In a development so predictable it could have been written by a committee of lobotomised goldfish, Gaza City hospitals are once again counting the dead after an Israeli airstrike targeted Hamas leaders. The UK, meanwhile, has emerged from its customary state of moral paralysis to issue a flabby-handed call for an immediate ceasefire, a gesture that carries all the weight of a soggy biscuit hurled at a hurricane.
Let us paint the picture for you, dear reader, because the BBC certainly won't. The scene: a hospital corridor in Gaza, where the living queue to scream at the dead. The air thick with smoke and the scent of unfulfilled promises. The soundtrack: the rhythmic thud of explosions and the hysterical braying of British politicians on the airwaves.
"We urge all parties to de-escalate," burbled a Foreign Office spokesman, his voice dripping with the molasses of vacuity. "We call for an immediate cessation of hostilities." This from a government that sells arms to the Saudis, that hosted Trump's state visit, that thinks "humanitarian pause" is a synonym for "let us all pretend we have a conscience." The sheer nerve. The sheer, flapping, plumage-displaying nerve of the British establishment.
Let us not mince words: this is the diplomatic equivalent of shouting "stop fighting" at a pair of wolverines from behind a bulletproof window. The UK has all the influence in this conflict of a mildly constipated dormouse. Its calls for a ceasefire are the empty gestures of a nation that has reduced foreign policy to a series of pious tweets and lukewarm press releases.

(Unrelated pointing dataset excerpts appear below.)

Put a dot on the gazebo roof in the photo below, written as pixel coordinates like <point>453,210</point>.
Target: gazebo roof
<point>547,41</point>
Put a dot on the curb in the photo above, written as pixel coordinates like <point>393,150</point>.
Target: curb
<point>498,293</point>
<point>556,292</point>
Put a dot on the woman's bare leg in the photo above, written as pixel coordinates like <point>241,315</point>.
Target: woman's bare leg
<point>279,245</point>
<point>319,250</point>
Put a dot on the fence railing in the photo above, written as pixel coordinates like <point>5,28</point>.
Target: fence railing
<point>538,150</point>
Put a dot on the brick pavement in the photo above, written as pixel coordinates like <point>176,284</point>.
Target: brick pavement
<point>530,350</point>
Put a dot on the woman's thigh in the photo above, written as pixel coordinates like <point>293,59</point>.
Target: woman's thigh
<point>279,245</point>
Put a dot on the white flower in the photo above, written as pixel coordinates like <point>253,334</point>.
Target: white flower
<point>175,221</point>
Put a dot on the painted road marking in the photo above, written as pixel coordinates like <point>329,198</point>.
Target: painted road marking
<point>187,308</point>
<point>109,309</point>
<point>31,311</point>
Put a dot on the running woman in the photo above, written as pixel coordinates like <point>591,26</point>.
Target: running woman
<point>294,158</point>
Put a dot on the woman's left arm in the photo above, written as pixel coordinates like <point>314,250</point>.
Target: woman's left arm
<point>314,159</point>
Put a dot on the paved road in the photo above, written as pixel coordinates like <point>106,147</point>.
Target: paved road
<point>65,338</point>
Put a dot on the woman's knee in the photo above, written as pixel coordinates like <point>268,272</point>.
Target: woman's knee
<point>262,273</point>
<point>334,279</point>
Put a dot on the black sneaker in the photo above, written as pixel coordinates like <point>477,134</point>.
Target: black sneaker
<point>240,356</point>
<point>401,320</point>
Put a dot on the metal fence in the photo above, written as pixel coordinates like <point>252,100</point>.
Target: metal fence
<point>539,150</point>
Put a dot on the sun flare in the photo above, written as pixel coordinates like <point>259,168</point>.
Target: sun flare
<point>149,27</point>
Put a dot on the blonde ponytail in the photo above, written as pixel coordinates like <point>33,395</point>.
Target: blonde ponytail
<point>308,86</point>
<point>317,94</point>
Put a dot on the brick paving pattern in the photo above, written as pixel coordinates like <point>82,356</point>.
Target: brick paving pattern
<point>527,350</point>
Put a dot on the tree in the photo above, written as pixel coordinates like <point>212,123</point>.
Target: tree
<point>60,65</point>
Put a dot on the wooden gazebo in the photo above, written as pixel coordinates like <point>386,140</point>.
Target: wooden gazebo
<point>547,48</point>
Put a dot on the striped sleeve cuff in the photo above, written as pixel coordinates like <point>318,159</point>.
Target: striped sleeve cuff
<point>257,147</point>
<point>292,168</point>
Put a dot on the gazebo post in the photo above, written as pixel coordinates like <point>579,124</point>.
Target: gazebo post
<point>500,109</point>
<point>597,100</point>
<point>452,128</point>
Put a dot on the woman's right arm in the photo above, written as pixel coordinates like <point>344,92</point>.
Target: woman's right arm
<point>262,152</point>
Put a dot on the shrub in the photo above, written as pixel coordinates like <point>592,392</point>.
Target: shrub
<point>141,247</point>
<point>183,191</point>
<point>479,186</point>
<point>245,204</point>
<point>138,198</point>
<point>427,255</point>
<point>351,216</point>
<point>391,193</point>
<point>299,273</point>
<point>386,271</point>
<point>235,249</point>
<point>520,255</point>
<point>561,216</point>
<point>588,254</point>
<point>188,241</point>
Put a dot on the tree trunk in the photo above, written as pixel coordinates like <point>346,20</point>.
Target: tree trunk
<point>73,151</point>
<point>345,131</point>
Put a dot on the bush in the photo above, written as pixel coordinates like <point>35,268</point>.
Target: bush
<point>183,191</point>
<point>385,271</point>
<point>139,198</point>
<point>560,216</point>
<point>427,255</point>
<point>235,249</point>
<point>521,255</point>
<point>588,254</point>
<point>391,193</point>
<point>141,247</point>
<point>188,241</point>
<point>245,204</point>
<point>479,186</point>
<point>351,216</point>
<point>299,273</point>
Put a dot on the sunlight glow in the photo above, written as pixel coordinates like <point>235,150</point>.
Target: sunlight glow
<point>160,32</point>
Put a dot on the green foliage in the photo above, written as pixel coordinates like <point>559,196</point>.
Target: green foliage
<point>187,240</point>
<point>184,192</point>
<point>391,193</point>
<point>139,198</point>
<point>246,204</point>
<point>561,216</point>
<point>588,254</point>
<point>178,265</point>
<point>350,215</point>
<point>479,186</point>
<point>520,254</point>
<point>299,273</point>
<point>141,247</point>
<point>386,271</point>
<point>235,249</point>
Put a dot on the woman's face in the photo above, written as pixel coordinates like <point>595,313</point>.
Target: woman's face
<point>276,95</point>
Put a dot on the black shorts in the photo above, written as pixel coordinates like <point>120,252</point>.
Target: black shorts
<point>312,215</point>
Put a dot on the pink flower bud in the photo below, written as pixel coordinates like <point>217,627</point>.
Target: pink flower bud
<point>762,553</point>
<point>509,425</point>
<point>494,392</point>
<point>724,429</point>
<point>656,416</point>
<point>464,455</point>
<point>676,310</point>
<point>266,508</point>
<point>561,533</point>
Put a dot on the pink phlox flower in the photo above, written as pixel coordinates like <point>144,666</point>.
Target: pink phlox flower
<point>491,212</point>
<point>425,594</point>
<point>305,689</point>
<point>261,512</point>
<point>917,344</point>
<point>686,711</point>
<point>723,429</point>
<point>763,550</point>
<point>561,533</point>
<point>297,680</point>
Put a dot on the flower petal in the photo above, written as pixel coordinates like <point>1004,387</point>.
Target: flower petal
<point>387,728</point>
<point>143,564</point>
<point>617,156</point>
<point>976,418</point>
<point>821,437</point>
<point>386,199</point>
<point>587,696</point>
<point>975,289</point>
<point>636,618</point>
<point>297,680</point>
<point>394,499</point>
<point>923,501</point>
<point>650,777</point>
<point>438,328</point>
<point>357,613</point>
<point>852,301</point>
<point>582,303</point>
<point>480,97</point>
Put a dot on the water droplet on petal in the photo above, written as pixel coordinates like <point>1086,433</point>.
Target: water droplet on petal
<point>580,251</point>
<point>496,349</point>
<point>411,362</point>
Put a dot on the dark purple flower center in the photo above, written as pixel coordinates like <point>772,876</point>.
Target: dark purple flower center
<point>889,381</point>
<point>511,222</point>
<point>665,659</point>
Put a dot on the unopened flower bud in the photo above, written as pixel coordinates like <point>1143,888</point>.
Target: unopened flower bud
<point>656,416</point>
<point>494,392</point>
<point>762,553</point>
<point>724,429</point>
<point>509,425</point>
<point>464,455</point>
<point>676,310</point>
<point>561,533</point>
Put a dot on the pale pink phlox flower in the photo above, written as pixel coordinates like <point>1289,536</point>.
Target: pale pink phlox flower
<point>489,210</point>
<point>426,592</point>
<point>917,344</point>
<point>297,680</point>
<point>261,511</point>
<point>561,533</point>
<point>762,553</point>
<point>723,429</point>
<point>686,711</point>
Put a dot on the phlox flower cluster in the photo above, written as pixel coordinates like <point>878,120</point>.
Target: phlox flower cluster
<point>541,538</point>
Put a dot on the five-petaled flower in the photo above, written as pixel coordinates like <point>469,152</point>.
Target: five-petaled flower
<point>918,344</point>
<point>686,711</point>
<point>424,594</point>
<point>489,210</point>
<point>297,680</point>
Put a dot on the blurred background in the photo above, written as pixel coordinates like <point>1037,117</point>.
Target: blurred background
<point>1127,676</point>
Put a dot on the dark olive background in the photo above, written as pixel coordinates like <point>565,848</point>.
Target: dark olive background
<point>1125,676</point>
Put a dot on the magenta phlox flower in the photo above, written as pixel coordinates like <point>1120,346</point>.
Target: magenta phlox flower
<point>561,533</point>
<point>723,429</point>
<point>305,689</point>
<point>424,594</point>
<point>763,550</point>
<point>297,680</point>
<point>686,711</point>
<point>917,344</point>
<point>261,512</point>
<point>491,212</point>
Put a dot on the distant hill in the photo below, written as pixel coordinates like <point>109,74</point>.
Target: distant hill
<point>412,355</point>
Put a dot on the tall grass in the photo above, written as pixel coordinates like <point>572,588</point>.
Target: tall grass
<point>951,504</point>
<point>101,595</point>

Meanwhile, the hospitals of Gaza City do not have the luxury of moral posturing. They are dealing in the grim currency of bodies. The dead include, as ever, the requisite number of children and medics, those inconvenient collateral damages that the advocates of "targeted strikes" prefer to gloss over. But let us not dwell on the grisly arithmetic. It is not for the British press to report on the reality of missile impacts and shattered families. No, no. That would be too close to journalism.
Instead, we shall summon the ghost of Mandy Rice-Davies and observe that the Hamas leaders, those elusive phantoms, somehow always evade the bombs while their constituents do not. It is a curious magic trick, one that our political masters in Whitehall refuse to look behind. And why would they? Acknowledging the trick would require admitting that the whole sorry circus is a fraud.
So the UK calls for a ceasefire. It will be ignored. The bombs will fall. The hospitals will fill. The politicians will make more calls. The cycle will continue its grim spiral into the abyss, lubricated by the stale tears of the dying and the warm, cloying handshakes of the British foreign service.
In the end, dear reader, the only thing of substance to emerge from this latest convulsion of violence is a reminder: that the world is run by men in suits who mistake noise for action, and that the rest of us are left to pick up the pieces, or in this case, the body parts. So raise a glass of whatever passes for gin in the press room to the latest batch of victims. They are the only honest players in this game.
Oh, and the UK also called for a ceasefire. In case you missed it.